An Aberdeen businessman who was recently made bankrupt said yesterday he is complying fully after administrators commenced legal action to recover a director’s loan from him.
Warren Anderson has paid back just £44,000 of a £442,000 director’s loan he took out before oil procurement firm GOT went bust nearly two years ago, KPMG said in a recent progress report.
GOT owed creditors more than £5million when administrators were called in to wind down the business in July 2015.
In its report, published this week, KPMG said it had accepted a repayment proposal from Mr Anderson for the “full and final settlement” of the outstanding loan balance.
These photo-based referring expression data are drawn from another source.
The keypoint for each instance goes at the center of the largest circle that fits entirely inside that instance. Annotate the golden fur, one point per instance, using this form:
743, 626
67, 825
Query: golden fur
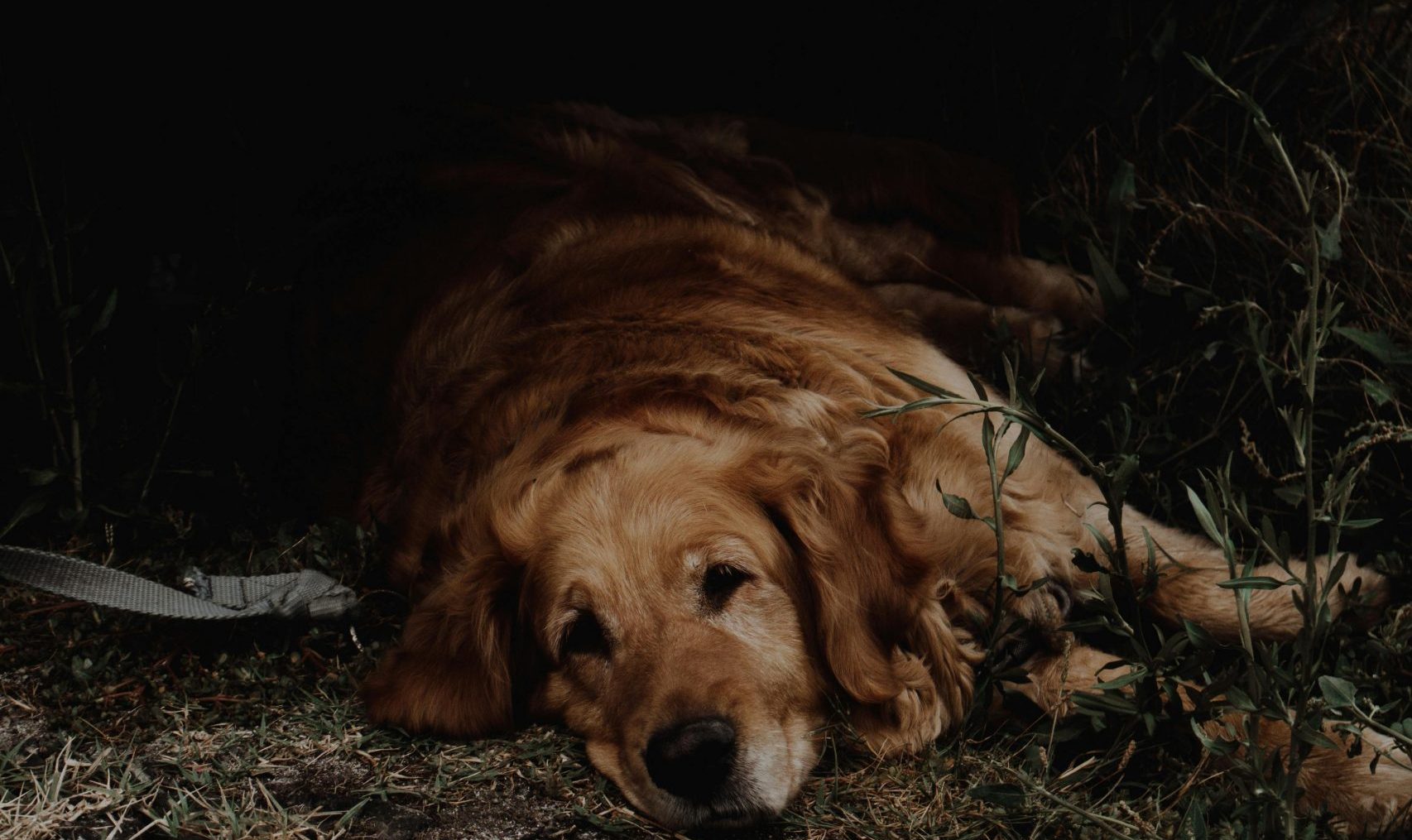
630, 483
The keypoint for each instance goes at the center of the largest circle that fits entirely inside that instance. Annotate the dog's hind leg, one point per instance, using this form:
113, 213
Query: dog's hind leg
1191, 571
1367, 801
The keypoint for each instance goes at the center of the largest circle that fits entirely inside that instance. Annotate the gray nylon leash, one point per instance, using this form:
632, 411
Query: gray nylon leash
295, 595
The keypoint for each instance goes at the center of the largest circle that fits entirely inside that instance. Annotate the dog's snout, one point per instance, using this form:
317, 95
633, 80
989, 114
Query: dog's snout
692, 758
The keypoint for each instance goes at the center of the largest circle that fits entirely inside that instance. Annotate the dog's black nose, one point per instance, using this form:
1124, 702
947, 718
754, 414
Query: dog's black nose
692, 758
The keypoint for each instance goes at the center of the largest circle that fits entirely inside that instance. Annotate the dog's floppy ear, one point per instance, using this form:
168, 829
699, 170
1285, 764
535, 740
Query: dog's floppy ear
452, 674
874, 600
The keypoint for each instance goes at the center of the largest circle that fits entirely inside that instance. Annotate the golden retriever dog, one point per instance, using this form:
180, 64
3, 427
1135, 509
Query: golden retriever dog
632, 486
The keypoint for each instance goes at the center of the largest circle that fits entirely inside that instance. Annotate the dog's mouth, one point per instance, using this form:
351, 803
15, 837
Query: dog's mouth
698, 774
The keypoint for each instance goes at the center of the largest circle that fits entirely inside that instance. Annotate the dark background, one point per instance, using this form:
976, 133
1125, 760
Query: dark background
191, 163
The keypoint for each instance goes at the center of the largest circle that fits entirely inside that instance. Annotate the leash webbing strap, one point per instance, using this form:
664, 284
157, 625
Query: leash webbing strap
295, 595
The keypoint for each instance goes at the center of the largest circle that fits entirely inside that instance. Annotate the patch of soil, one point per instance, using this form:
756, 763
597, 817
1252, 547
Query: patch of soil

But they said Mr Anderson had made just one payment of £4,000 under the settlement agreement – on top of an initial £40,000 he had returned earlier.
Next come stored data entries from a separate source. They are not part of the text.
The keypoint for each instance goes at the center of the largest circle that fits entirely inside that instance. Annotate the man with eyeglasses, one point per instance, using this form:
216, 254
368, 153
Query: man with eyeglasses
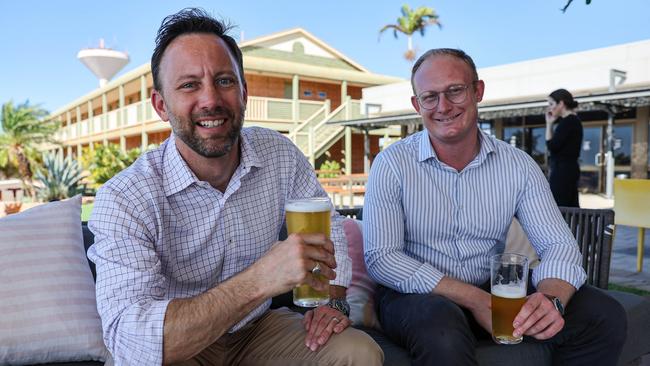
439, 203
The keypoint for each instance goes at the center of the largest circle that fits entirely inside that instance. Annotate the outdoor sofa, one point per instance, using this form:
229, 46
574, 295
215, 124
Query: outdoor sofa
590, 225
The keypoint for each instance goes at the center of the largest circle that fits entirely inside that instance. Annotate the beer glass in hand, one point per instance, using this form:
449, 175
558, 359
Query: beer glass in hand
309, 216
509, 277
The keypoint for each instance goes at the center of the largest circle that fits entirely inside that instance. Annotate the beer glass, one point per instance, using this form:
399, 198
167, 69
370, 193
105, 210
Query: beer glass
509, 278
309, 216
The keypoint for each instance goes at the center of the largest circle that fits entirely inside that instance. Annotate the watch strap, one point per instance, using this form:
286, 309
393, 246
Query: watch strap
557, 303
340, 305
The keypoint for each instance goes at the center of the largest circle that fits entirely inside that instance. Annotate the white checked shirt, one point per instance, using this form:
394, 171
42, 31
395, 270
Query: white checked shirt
161, 234
423, 220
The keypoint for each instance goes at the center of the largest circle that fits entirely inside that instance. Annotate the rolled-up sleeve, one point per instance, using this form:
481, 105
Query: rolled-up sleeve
383, 233
130, 286
548, 232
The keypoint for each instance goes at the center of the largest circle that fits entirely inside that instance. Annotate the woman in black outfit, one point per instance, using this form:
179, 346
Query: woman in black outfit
563, 141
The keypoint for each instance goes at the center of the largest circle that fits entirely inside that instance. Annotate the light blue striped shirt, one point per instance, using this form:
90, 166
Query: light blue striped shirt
424, 220
161, 234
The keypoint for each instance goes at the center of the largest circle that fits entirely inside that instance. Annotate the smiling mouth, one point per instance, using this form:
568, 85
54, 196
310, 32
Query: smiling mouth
211, 123
449, 119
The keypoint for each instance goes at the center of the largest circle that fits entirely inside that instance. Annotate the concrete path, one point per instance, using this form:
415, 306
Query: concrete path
623, 269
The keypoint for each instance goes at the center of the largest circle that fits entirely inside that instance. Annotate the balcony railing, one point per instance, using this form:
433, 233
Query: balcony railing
280, 110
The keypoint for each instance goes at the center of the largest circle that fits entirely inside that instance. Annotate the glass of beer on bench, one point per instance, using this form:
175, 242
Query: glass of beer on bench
509, 278
309, 216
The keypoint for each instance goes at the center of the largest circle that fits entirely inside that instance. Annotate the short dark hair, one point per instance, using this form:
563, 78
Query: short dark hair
563, 95
191, 20
453, 52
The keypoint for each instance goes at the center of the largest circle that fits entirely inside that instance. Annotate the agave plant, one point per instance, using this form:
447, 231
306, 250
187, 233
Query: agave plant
59, 178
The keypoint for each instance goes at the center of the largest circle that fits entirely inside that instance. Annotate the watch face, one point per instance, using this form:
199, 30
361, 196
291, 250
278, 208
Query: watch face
340, 305
558, 305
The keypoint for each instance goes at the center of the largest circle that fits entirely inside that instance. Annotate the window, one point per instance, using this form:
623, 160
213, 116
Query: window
622, 145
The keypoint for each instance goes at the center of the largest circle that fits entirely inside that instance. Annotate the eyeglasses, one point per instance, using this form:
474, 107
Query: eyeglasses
456, 94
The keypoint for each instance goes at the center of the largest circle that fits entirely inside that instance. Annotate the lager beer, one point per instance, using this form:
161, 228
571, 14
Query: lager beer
506, 303
309, 216
509, 278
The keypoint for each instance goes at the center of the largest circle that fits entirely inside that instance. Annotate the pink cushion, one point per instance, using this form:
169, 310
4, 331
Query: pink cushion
360, 294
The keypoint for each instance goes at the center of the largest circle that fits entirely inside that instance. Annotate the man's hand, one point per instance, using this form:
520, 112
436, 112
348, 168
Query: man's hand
538, 318
289, 263
320, 323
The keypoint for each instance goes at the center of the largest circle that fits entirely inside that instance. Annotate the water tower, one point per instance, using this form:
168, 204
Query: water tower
103, 62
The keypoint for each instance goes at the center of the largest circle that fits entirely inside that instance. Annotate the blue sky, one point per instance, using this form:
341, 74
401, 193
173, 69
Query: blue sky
40, 39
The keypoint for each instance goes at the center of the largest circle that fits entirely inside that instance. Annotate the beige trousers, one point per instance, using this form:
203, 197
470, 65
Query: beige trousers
278, 339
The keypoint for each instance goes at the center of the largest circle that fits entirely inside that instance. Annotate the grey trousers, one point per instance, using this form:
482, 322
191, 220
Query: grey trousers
278, 339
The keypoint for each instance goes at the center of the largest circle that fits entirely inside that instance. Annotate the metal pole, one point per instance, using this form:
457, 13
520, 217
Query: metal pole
609, 155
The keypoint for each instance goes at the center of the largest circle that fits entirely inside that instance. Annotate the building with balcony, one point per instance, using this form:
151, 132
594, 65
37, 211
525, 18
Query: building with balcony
296, 85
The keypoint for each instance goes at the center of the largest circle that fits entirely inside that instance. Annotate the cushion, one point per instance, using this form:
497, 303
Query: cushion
361, 292
48, 311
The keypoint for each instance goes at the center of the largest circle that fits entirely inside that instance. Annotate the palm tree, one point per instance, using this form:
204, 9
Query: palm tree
23, 129
413, 21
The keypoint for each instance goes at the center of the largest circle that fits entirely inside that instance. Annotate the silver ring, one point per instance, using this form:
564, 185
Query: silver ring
316, 270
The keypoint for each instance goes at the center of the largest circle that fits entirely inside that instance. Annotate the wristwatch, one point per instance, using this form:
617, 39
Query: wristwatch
340, 305
557, 303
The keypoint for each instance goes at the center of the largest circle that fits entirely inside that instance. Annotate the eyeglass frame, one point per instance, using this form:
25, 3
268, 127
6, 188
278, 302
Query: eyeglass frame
444, 92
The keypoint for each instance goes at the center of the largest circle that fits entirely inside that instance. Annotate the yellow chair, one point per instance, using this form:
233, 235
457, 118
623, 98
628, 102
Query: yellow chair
632, 208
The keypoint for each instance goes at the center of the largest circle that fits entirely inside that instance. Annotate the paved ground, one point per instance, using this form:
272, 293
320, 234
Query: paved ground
623, 268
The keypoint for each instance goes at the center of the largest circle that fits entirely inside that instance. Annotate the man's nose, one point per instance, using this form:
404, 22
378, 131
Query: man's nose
210, 96
443, 103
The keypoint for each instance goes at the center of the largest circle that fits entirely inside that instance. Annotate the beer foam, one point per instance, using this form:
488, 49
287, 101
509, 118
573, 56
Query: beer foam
308, 205
508, 291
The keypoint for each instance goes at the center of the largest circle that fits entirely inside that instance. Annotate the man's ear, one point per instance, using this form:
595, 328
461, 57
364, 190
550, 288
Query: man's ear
158, 104
478, 90
414, 102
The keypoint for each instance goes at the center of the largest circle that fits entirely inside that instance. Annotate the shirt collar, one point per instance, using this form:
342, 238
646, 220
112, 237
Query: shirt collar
178, 175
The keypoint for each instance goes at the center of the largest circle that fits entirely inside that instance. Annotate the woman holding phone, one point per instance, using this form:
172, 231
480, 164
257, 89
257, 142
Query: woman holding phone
563, 141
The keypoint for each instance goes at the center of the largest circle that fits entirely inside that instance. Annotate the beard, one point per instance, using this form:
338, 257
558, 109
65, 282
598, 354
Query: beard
212, 147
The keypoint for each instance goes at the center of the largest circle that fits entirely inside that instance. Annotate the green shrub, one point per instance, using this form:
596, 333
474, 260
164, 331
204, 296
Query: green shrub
106, 161
59, 178
329, 169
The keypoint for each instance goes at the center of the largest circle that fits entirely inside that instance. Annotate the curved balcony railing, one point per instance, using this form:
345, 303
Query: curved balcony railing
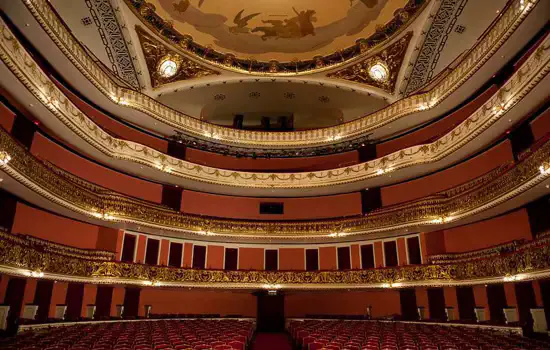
457, 203
38, 83
21, 257
501, 30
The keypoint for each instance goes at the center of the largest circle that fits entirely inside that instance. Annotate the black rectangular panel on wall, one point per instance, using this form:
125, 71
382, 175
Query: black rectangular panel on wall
367, 256
103, 300
390, 253
8, 203
272, 208
43, 298
176, 254
466, 303
521, 138
344, 258
75, 294
199, 257
367, 152
312, 259
152, 252
370, 199
436, 304
23, 130
231, 258
525, 295
497, 302
413, 246
271, 260
171, 197
409, 311
545, 291
539, 219
128, 248
131, 302
176, 149
14, 299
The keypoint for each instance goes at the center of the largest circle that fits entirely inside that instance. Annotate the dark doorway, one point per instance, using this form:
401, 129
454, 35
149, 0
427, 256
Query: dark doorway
271, 312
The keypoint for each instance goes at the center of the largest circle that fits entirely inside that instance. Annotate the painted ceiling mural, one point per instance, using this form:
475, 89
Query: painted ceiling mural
283, 30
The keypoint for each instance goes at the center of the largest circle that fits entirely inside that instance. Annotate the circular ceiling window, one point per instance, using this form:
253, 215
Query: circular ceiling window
379, 72
168, 68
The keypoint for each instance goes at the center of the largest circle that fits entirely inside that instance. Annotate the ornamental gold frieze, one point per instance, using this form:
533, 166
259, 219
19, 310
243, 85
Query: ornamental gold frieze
388, 62
146, 12
156, 55
528, 261
80, 196
485, 48
39, 84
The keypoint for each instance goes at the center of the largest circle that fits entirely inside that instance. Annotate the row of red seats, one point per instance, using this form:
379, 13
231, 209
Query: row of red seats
375, 335
153, 335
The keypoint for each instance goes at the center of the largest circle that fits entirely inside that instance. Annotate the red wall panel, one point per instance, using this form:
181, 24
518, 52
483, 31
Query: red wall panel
140, 251
109, 124
422, 300
109, 239
169, 301
90, 292
118, 299
384, 303
215, 255
435, 130
28, 296
187, 254
7, 117
541, 125
128, 185
251, 259
488, 233
273, 164
249, 207
378, 254
401, 251
59, 295
355, 257
327, 258
292, 259
448, 178
41, 224
164, 246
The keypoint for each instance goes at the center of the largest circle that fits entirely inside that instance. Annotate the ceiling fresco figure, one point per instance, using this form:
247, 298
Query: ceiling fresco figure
288, 27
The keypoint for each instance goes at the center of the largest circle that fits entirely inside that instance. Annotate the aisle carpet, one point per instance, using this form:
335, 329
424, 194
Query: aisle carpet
271, 341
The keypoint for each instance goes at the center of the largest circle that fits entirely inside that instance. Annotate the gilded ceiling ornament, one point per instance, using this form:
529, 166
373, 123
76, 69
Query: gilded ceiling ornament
166, 66
20, 255
380, 70
299, 25
351, 135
KPMG said: “As a result of the director’s failure to adhere to the settlement agreement, we engaged a legal agent to instigate legal action against the director in order to protect the company’s position in respect of the balance of the outstanding director’s loan.
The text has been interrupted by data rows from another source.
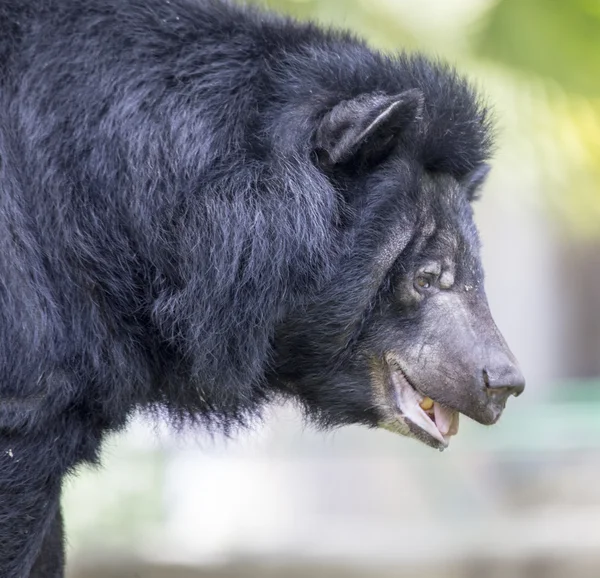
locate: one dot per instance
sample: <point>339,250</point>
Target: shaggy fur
<point>164,214</point>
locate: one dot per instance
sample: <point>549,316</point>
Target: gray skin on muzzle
<point>463,362</point>
<point>435,336</point>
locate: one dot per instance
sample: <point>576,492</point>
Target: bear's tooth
<point>426,404</point>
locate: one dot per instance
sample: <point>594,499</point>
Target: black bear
<point>204,208</point>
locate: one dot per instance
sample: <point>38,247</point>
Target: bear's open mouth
<point>432,418</point>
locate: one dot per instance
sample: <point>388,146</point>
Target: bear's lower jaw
<point>415,415</point>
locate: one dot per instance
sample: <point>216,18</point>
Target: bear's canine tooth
<point>426,404</point>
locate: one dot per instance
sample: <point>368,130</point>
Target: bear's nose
<point>502,381</point>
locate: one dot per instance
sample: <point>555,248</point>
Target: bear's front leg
<point>29,500</point>
<point>34,457</point>
<point>50,562</point>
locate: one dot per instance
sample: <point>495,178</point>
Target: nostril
<point>486,378</point>
<point>508,382</point>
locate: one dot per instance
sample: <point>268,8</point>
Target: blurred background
<point>521,499</point>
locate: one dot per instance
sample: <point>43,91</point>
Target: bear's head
<point>402,336</point>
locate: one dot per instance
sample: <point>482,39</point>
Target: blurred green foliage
<point>559,39</point>
<point>538,61</point>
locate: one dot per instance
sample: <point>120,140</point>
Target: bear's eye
<point>424,281</point>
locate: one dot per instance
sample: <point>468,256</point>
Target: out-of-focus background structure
<point>521,499</point>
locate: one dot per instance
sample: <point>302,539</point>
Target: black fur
<point>164,213</point>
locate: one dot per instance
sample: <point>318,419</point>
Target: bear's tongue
<point>443,418</point>
<point>438,421</point>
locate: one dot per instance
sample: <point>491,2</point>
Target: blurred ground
<point>530,568</point>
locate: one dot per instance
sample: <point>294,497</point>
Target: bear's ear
<point>366,124</point>
<point>473,181</point>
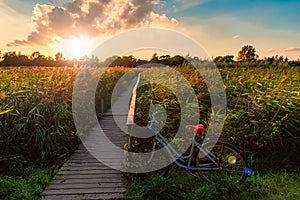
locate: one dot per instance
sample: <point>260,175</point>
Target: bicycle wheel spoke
<point>230,163</point>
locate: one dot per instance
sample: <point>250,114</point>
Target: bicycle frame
<point>175,155</point>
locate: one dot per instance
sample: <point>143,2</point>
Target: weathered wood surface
<point>83,176</point>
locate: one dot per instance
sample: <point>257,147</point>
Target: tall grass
<point>37,132</point>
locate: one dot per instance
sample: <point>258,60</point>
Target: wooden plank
<point>80,181</point>
<point>84,196</point>
<point>87,172</point>
<point>85,191</point>
<point>86,176</point>
<point>85,185</point>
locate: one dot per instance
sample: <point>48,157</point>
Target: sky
<point>221,27</point>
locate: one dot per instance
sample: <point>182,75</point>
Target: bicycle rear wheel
<point>228,158</point>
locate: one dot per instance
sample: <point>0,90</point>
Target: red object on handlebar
<point>197,129</point>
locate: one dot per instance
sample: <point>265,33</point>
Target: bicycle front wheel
<point>224,163</point>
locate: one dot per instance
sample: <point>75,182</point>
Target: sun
<point>75,47</point>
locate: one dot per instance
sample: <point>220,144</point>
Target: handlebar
<point>153,123</point>
<point>153,115</point>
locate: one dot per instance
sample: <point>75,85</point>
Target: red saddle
<point>197,129</point>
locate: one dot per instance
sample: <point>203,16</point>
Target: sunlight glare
<point>75,47</point>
“As a result of the legal action raised, a trustee was appointed to the director’s sequestrated estate on 26 January 2017.”
Mr Anderson and his trustee at Anderson Anderson Brown (AAB) said yesterday that the businessman was cooperating fully.
AAB said Mr Anderson is currently an undischarged bankrupt, meaning he cannot be a company director for at least a year.
Mr Anderson joined GOT in the mid-1990s before going on to buy the firm in 2008.
But the company hit the wall after overinvesting in equipment and premises in the run up to the oil price downturn.
The decision to fold put about 20 employees out of work with immediate effect.
Just weeks after the firm collapsed, Mr Anderson set up a new company – the similarly named GOT Procurement Services.
It agreed to buy the business and assets of the defunct company from administrators.
In its report, KPMG said it had secured an overdue payment of £12,000 from GOT Procurement Services for Mr Anderson’s old business.
In October 2016, Mr Anderson told the Press and Journal’s sister website Energy Voice that GOT Procurement Services had broken through the £1million turnover mark and was looking to hit £2million by the end of 2017 after winning work on a number of projects.
He said most clients served by his former company had been “receptive” to his new venture, but admitted some had been “stung” after being left out of pocket.
GOT Procurement Services is still trading, but Mr Anderson has had to give up his directorship of the company.